The auditors said that the proportion of people in this age group who are inactive is expected to have dropped by 10 per cent by November, a key target for Connexions, which is now in its third year.
The proportion has already been cut by 8 per cent in areas where the service had been established longest, says the report.
The report found that the service, which has a pound;450m budget, has recruited fewer than half the number of personal advisers originally intended.
FE Focus revealed last week that nine in 10 English colleges have to fund additional careers advisers for students aged 19 and under.
Sir John Bourn, the auditor general, said that the service had made significant progress in a short time to reduce the proportion of young people not in education, employment or training.
But he added that it needed to do more to "ensure all young people obtain the support they need."
Connexions, part of the Department for Education and Skills, aims to provide advice and guidance to for 13 to 19-year-olds.
The report found the service was well regarded by most of the 16,000 youngsters who had met one of its personal advisers.
It employs 7,700 personal advisers employed, half the number required and only half of these have had Connexions training.

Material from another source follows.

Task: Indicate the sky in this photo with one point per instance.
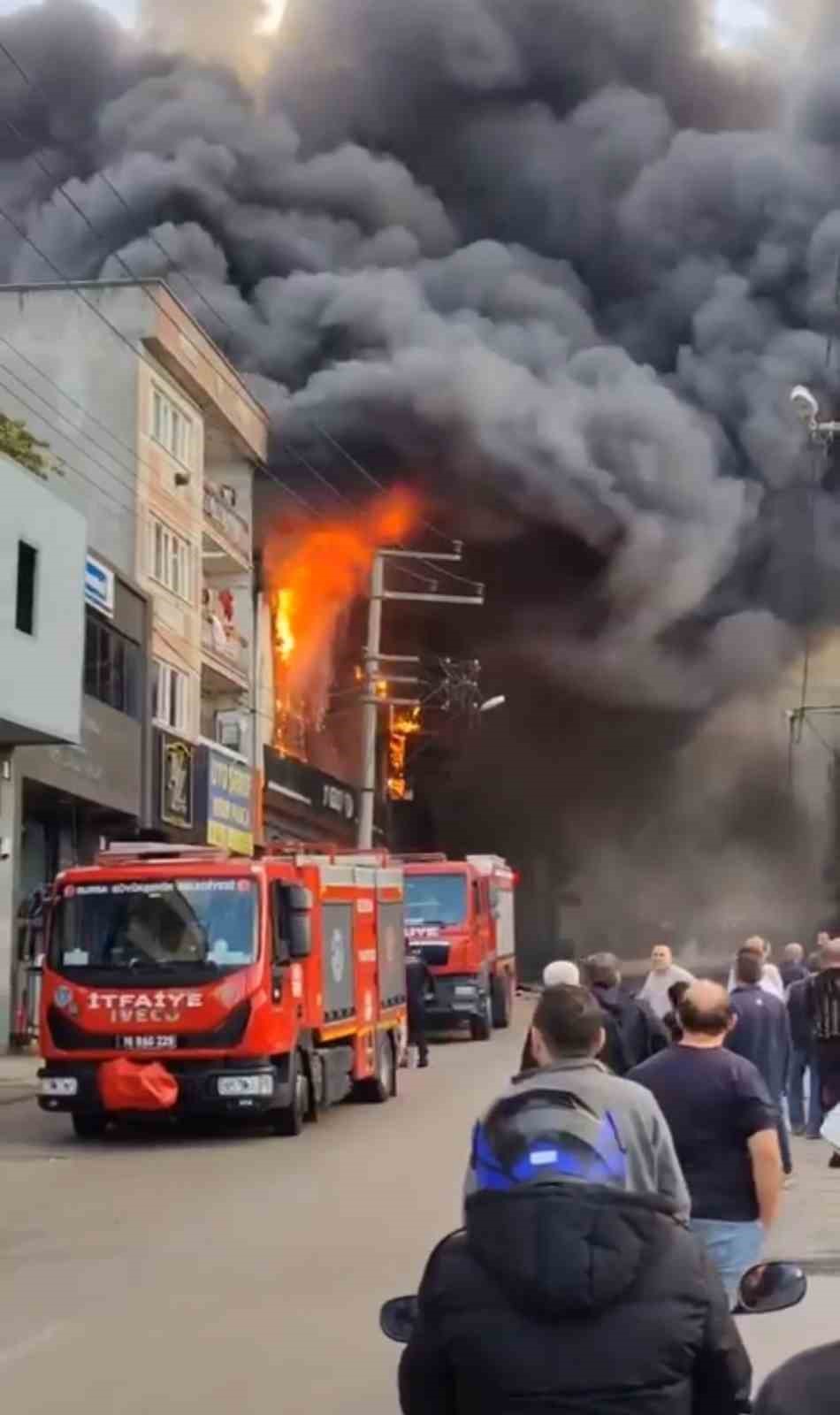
(736, 18)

The report said that Connexions is poorly-understood by teachers and showed wide variations in performance among the 47 partnerships nationwide.
Margaret Hodge, minister for children and young people, said that "excellent progress" has been made in a short time as more than 6,000 young people a week now contact a personal adviser.
"Young people, whether or not they are at risk of dropping out of education, are very positive about the new service."
The report said a target should be set for personal advisers to receive training and issue clear information to show how the service is performing around the country. Auditors surveyed 1,000 schools and 150 colleges.